Development of Large-scale Trip Analysis Toolkits for Vehicle-based GPS Trajectories using Apache Spark and Open Data: A Case Study of Taxis in Bangkok, Thailand
Urban planning and mobility analysis have traditionally been studied through observation or questionnaires, which can be time-consuming and costly. However, the rapid advancement of technology has enabled tracking devices to be installed in individual vehicles, allowing the measurement of various values, particularly global positioning system (GPS) signals.
The location data collected is accurate, regularly updated, and can offer valuable insights into people's movements and behavior. Because the amount of trajectory data is substantial and continues to increase over time, specialized platforms and skills are needed for its analysis.
In this study, we developed large-scale analysis toolkits to extract insights, including trip statistics, origin–destination analysis, and hotspot identification from vehicle-based GPS trajectories. The toolkits are specifically designed to handle large-scale datasets using Apache Spark, an analytics engine capable of processing large volumes of data by distributing tasks across a Hadoop cluster for efficient processing.

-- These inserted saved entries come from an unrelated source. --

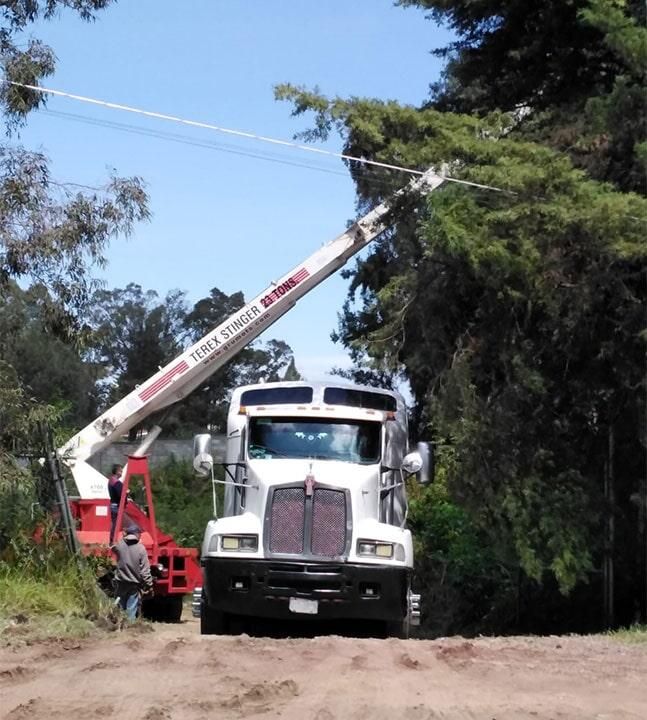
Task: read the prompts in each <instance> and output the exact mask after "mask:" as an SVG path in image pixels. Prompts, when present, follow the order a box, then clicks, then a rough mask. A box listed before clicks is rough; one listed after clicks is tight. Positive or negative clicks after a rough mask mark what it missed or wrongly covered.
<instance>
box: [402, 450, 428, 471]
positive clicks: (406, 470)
mask: <svg viewBox="0 0 647 720" xmlns="http://www.w3.org/2000/svg"><path fill="white" fill-rule="evenodd" d="M422 464H423V463H422V457H421V456H420V453H418V452H413V453H409V454H408V455H405V456H404V459H403V460H402V466H401V467H402V471H403V472H405V473H406V474H407V475H415V474H416V473H418V472H420V471H421V470H422Z"/></svg>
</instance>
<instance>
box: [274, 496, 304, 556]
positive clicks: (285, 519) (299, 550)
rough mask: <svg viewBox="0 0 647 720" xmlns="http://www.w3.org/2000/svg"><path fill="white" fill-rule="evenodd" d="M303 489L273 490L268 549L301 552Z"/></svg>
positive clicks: (274, 551) (287, 552) (303, 502)
mask: <svg viewBox="0 0 647 720" xmlns="http://www.w3.org/2000/svg"><path fill="white" fill-rule="evenodd" d="M304 501H305V490H303V488H281V489H279V490H275V491H274V495H273V502H272V516H271V520H270V522H271V525H270V530H271V532H270V550H271V551H272V552H277V553H302V552H303V521H304V518H305V502H304Z"/></svg>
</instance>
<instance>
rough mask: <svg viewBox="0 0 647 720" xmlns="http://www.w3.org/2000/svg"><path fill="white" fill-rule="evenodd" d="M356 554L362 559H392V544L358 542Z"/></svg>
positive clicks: (392, 550)
mask: <svg viewBox="0 0 647 720" xmlns="http://www.w3.org/2000/svg"><path fill="white" fill-rule="evenodd" d="M357 554H358V555H362V556H363V557H379V558H392V557H393V543H381V542H377V541H375V540H359V541H358V542H357Z"/></svg>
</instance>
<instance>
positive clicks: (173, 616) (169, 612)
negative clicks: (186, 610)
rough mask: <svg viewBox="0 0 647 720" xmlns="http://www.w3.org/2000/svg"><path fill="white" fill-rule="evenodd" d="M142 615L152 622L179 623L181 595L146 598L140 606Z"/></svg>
mask: <svg viewBox="0 0 647 720" xmlns="http://www.w3.org/2000/svg"><path fill="white" fill-rule="evenodd" d="M142 615H143V616H144V617H145V618H146V619H147V620H152V621H153V622H180V619H181V617H182V595H162V596H158V597H152V598H147V599H145V600H144V603H143V605H142Z"/></svg>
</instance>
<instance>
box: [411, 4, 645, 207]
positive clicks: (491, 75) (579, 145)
mask: <svg viewBox="0 0 647 720" xmlns="http://www.w3.org/2000/svg"><path fill="white" fill-rule="evenodd" d="M399 4H400V5H413V6H417V7H420V8H422V9H425V10H429V11H430V16H431V17H432V19H434V20H435V21H437V22H441V23H445V24H447V25H448V26H449V27H451V28H452V29H453V30H454V31H455V32H456V34H457V35H458V39H457V40H456V41H455V42H453V43H452V44H451V45H450V46H449V47H446V48H442V49H440V50H436V51H435V54H437V55H440V56H442V57H445V58H447V59H448V63H447V66H446V68H445V72H444V76H443V80H442V82H440V83H435V84H433V85H432V97H431V103H430V104H431V106H433V107H435V108H436V109H439V110H443V111H447V110H450V111H457V112H462V113H476V114H478V115H479V116H485V115H487V114H488V113H490V112H492V111H501V110H502V111H505V112H509V113H511V117H512V118H513V119H514V124H513V136H516V137H525V138H533V139H536V140H539V141H540V142H544V143H547V144H549V145H551V146H552V147H553V148H556V149H559V150H561V151H563V152H566V153H568V154H569V155H570V157H571V159H572V160H573V161H574V162H575V163H576V164H577V165H578V166H579V167H582V168H585V169H586V170H587V171H588V172H589V173H590V174H591V175H592V176H593V177H595V178H597V179H601V180H607V181H611V182H614V183H615V184H616V185H617V186H618V187H620V188H622V189H624V190H634V191H636V192H642V193H644V192H645V165H644V159H641V146H642V143H644V141H645V139H646V137H647V112H646V108H647V90H646V86H645V69H646V68H647V62H646V60H647V58H646V55H647V29H646V28H645V4H644V3H643V2H641V1H639V0H627V1H625V0H573V1H572V2H563V1H562V0H541V1H540V2H533V3H528V2H525V1H524V0H513V1H512V2H507V3H504V4H502V3H499V2H490V1H488V0H485V1H484V2H472V0H400V2H399Z"/></svg>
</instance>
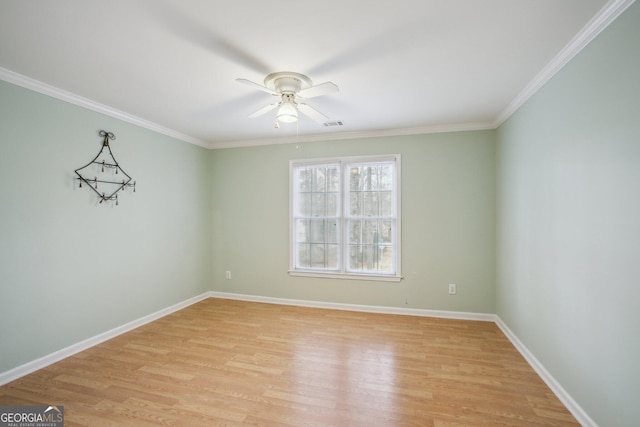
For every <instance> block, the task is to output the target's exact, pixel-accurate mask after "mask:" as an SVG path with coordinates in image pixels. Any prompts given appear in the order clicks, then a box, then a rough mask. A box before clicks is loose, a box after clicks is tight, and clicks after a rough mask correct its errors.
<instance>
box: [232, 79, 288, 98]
mask: <svg viewBox="0 0 640 427" xmlns="http://www.w3.org/2000/svg"><path fill="white" fill-rule="evenodd" d="M236 81H237V82H240V83H244V84H246V85H249V86H251V87H252V88H254V89H260V90H261V91H263V92H267V93H270V94H271V95H276V96H278V94H277V93H276V92H274V91H272V90H271V89H269V88H268V87H266V86H262V85H261V84H259V83H256V82H252V81H251V80H247V79H236Z"/></svg>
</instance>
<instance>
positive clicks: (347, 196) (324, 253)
mask: <svg viewBox="0 0 640 427" xmlns="http://www.w3.org/2000/svg"><path fill="white" fill-rule="evenodd" d="M399 169H400V156H398V155H394V156H381V157H348V158H338V159H323V160H311V161H310V160H299V161H291V170H290V181H291V195H290V204H291V219H290V222H291V267H290V273H291V274H293V275H311V276H320V277H340V276H345V277H349V278H363V279H379V280H400V180H399V177H400V170H399Z"/></svg>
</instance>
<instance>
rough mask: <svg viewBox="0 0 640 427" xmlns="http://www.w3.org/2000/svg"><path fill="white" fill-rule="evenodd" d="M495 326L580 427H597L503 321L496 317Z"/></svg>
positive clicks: (586, 413) (496, 316)
mask: <svg viewBox="0 0 640 427" xmlns="http://www.w3.org/2000/svg"><path fill="white" fill-rule="evenodd" d="M496 325H498V327H499V328H500V330H501V331H502V332H503V333H504V334H505V335H506V336H507V338H508V339H509V341H511V343H512V344H513V345H514V346H515V348H516V349H517V350H518V351H519V352H520V354H521V355H522V357H524V358H525V360H526V361H527V362H528V363H529V365H531V367H532V368H533V370H534V371H536V373H537V374H538V375H539V376H540V378H542V381H544V382H545V383H546V384H547V386H548V387H549V388H550V389H551V391H552V392H553V393H554V394H555V395H556V396H557V397H558V399H560V401H561V402H562V403H563V404H564V406H566V407H567V409H568V410H569V412H571V415H573V416H574V417H575V418H576V420H577V421H578V422H579V423H580V425H582V427H598V425H597V424H596V422H595V421H593V420H592V419H591V417H589V415H588V414H587V413H586V412H585V411H584V409H582V407H581V406H580V405H578V403H577V402H576V401H575V400H573V398H572V397H571V395H570V394H569V393H568V392H567V391H566V390H565V389H564V388H563V387H562V386H561V385H560V383H559V382H558V381H556V379H555V378H554V377H553V375H551V373H549V371H547V369H546V368H545V367H544V366H543V365H542V363H540V361H539V360H538V359H537V358H536V357H535V356H534V355H533V353H531V351H529V349H528V348H527V347H526V346H525V345H524V344H523V343H522V341H520V340H519V339H518V337H517V336H516V335H515V334H514V333H513V332H512V331H511V329H509V327H508V326H507V325H506V324H505V323H504V321H503V320H502V319H501V318H500V317H499V316H497V315H496Z"/></svg>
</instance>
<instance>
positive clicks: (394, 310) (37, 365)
mask: <svg viewBox="0 0 640 427" xmlns="http://www.w3.org/2000/svg"><path fill="white" fill-rule="evenodd" d="M206 298H220V299H231V300H240V301H251V302H261V303H267V304H282V305H294V306H301V307H313V308H328V309H334V310H347V311H361V312H368V313H381V314H398V315H404V316H422V317H437V318H444V319H458V320H478V321H484V322H495V323H496V325H497V326H498V327H499V328H500V330H501V331H502V332H503V333H504V334H505V336H506V337H507V338H508V339H509V340H510V341H511V343H512V344H513V345H514V346H515V347H516V349H517V350H518V351H519V352H520V354H522V356H523V357H524V358H525V360H526V361H527V362H528V363H529V365H531V367H532V368H533V370H534V371H536V373H537V374H538V375H539V376H540V378H542V380H543V381H544V382H545V383H546V384H547V386H549V388H550V389H551V391H552V392H553V393H554V394H555V395H556V396H557V397H558V399H560V401H561V402H562V403H563V404H564V405H565V406H566V407H567V409H568V410H569V412H571V414H572V415H573V416H574V417H575V418H576V420H577V421H578V422H579V423H580V424H581V425H582V426H583V427H598V425H597V424H596V423H595V422H594V421H593V420H592V419H591V418H590V417H589V415H588V414H587V413H586V412H585V411H584V410H583V409H582V408H581V407H580V405H578V403H577V402H576V401H575V400H573V398H572V397H571V396H570V395H569V393H567V391H566V390H565V389H564V388H562V386H561V385H560V384H559V383H558V382H557V381H556V379H555V378H553V376H552V375H551V374H550V373H549V371H547V370H546V369H545V367H544V366H543V365H542V364H541V363H540V361H539V360H538V359H536V357H535V356H534V355H533V353H531V352H530V351H529V349H527V347H526V346H525V345H524V344H523V343H522V342H521V341H520V340H519V339H518V337H517V336H516V335H515V334H514V333H513V332H512V331H511V330H510V329H509V328H508V327H507V325H506V324H505V323H504V322H503V321H502V319H500V317H499V316H497V315H495V314H488V313H466V312H461V311H444V310H423V309H415V308H403V307H384V306H371V305H359V304H345V303H336V302H322V301H310V300H298V299H288V298H275V297H265V296H257V295H247V294H234V293H227V292H215V291H210V292H205V293H203V294H201V295H197V296H195V297H193V298H189V299H187V300H185V301H182V302H179V303H177V304H174V305H172V306H170V307H167V308H164V309H162V310H159V311H156V312H155V313H151V314H149V315H147V316H144V317H141V318H139V319H137V320H134V321H132V322H129V323H126V324H124V325H122V326H119V327H117V328H114V329H111V330H110V331H107V332H104V333H101V334H99V335H96V336H94V337H91V338H88V339H86V340H84V341H81V342H79V343H76V344H73V345H70V346H68V347H65V348H63V349H61V350H58V351H56V352H53V353H51V354H48V355H46V356H44V357H41V358H39V359H36V360H33V361H31V362H27V363H25V364H24V365H20V366H18V367H16V368H14V369H11V370H9V371H6V372H2V373H0V386H1V385H4V384H7V383H9V382H11V381H14V380H16V379H18V378H20V377H23V376H25V375H28V374H30V373H32V372H35V371H37V370H38V369H42V368H44V367H46V366H49V365H51V364H53V363H56V362H59V361H60V360H62V359H65V358H67V357H69V356H72V355H74V354H76V353H79V352H81V351H83V350H86V349H88V348H91V347H93V346H95V345H98V344H100V343H102V342H104V341H107V340H109V339H111V338H114V337H116V336H118V335H121V334H124V333H125V332H129V331H131V330H133V329H136V328H138V327H140V326H142V325H145V324H147V323H149V322H153V321H154V320H157V319H159V318H161V317H164V316H166V315H168V314H171V313H173V312H176V311H178V310H181V309H183V308H185V307H188V306H190V305H192V304H195V303H197V302H200V301H202V300H204V299H206Z"/></svg>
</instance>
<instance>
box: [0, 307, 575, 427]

Algorithms for the analytics model were created to reconstruct trips based on their type of mobility, and trip locations were mapped using open data such as administrative boundaries and points of interest. We then verified our approach using real-world taxi data from Bangkok, Thailand.
The results revealed that taxis had more vacant trips than busy trips, and the travel time and distance taken to search for passengers were longer than those taken to pick them up and drop them off. Taxi activity was concentrated in the city center and nearby areas, particularly those within the vicinity of transport-connecting hubs. Taxi stay hotspots were mainly areas near tourist attractions and parking hubs.
Furthermore, we found that the processing performance of the proposed approach increased with the number of executor cores. This study comprehensively presented information on taxi travel patterns, service availability, hotspots, and processing performance using the developed trip analysis toolkits.